Hampton Institute was the first school outside of North Carolina to organize a sit-in. On the campus, many students had come into contact with one of the early icons of a mobilization that seemed to be gaining national momentum. Five years earlier, Rosa Parks, the Montgomery, Alabama, seamstress and NAACP member, refused to yield her seat on a city bus to a white man, galvanizing the bus boycott led by Martin Luther King Jr. and Ralph Abernathy. A ferocious backlash against Parks ensued: she received death threats, and both she and her husband, Raymond, were blacklisted from employment in Montgomery. The president of Hampton Institute reached out to Parks, offering her a job as a hostess at the university’s faculty dining room, the Holly Tree Inn. Parks accepted, arriving on campus in 1957 and working at the restaurant into 1958.

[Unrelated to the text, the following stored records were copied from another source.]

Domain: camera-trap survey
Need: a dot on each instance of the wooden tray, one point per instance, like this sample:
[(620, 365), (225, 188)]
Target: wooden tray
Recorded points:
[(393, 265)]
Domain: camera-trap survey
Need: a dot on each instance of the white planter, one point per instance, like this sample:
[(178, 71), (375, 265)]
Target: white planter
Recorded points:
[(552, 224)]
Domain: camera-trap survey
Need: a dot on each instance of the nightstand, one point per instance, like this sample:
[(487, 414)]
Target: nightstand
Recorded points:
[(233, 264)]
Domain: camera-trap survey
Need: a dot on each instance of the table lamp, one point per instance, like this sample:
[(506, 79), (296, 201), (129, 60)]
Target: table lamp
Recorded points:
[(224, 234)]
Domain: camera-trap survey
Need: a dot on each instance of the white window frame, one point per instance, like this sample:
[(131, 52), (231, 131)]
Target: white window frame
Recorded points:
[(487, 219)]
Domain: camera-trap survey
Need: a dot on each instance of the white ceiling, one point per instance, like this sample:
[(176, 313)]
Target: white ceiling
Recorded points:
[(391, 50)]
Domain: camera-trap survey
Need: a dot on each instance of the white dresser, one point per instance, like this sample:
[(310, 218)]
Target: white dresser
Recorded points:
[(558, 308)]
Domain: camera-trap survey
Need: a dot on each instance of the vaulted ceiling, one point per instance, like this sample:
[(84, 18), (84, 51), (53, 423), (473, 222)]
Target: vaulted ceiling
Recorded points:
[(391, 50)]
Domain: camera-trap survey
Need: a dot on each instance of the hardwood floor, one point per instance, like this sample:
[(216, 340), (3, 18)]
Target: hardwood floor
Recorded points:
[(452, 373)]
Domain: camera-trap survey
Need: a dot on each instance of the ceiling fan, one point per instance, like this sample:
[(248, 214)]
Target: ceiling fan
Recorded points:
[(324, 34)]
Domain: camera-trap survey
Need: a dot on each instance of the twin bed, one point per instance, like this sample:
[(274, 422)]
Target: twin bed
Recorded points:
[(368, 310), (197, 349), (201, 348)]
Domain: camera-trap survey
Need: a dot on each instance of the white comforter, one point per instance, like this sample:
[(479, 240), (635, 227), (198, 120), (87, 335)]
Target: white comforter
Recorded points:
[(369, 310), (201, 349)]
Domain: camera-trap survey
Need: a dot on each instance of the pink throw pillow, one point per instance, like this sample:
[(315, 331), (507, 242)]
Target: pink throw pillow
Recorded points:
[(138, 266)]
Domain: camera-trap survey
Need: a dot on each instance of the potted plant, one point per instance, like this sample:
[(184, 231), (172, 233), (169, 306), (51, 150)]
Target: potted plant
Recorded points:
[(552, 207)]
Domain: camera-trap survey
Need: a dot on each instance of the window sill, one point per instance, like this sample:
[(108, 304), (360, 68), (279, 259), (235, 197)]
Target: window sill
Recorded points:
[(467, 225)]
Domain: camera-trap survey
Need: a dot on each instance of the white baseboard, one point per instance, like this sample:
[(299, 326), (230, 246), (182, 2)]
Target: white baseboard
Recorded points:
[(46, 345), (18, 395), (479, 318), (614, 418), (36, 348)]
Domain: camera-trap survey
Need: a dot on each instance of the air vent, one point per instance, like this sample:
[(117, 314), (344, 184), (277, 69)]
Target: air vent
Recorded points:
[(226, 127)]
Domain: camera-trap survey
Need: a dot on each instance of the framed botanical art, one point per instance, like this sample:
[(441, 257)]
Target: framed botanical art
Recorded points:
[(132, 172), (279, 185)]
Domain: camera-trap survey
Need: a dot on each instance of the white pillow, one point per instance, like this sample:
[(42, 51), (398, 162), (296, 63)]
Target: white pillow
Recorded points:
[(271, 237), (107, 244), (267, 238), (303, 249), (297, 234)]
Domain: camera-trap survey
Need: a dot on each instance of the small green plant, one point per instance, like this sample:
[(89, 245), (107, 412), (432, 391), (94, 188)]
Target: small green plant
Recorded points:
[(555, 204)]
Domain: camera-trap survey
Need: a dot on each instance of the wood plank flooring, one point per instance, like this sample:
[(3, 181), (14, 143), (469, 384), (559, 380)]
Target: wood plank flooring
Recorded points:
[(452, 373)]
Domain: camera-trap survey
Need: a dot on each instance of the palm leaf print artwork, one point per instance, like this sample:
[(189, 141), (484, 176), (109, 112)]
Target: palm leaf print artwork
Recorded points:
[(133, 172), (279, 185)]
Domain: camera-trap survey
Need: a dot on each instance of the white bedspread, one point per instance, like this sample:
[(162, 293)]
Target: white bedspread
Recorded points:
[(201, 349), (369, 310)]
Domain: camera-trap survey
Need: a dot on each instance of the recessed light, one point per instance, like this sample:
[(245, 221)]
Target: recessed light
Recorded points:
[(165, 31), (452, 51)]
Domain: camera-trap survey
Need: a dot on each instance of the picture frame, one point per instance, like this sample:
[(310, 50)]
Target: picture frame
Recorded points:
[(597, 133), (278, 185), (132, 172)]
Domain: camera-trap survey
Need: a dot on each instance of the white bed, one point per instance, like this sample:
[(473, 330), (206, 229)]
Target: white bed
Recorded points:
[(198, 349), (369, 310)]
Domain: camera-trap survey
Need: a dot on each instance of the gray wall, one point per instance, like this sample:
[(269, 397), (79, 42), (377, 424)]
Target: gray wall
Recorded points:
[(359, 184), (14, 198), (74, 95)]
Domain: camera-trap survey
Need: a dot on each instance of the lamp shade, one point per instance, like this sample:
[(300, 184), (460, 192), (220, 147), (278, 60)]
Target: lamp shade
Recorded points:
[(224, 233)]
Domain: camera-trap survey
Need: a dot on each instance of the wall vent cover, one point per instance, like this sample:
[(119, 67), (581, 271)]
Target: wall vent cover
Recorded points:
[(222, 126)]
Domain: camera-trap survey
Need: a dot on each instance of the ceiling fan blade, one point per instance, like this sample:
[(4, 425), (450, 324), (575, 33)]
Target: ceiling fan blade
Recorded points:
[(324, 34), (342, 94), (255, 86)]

When the sit-ins came to Hampton, Christine Darden was an eighteen-year-old Hampton Institute junior carrying a double course load. Her father had insisted that she earn a teaching certificate as a backup plan for her pursuit of a career in the sciences. Christine found herself captivated by the incipient activist movement, and despite carrying a full semester of courses in math and physics and extra classes in teacher education, she found time to join the protests, which eventually swelled into marches of more than seven hundred. Students walked across the Queen Street Bridge to downtown Hampton and converged on the lunch counters at Woolworth’s and Wornom’s, the local drug store. They quietly occupied the stores, some sitting at tables reading and working on homework assignments, until the owners shut down their establishments in the middle of the afternoon. The next month, five hundred students staged a peaceful protest through downtown Hampton. An outspoken group of thirteen movement leaders held a press conference with local newspapers. “We want to be treated as American citizens,” they told the reporters. “If this means integration in all areas of life, then that is what we want.”

Christine also decided to join the voter registration drives organized at Hampton, walking door-to-door in black neighborhoods along Hampton’s Shell Road and Rip Rap Road, imploring black voters to register in time to make their voices heard in the November 1960 presidential showdown between the Republican, Vice President Richard Nixon, and the Democrat, Senator John F. Kennedy of Massachusetts.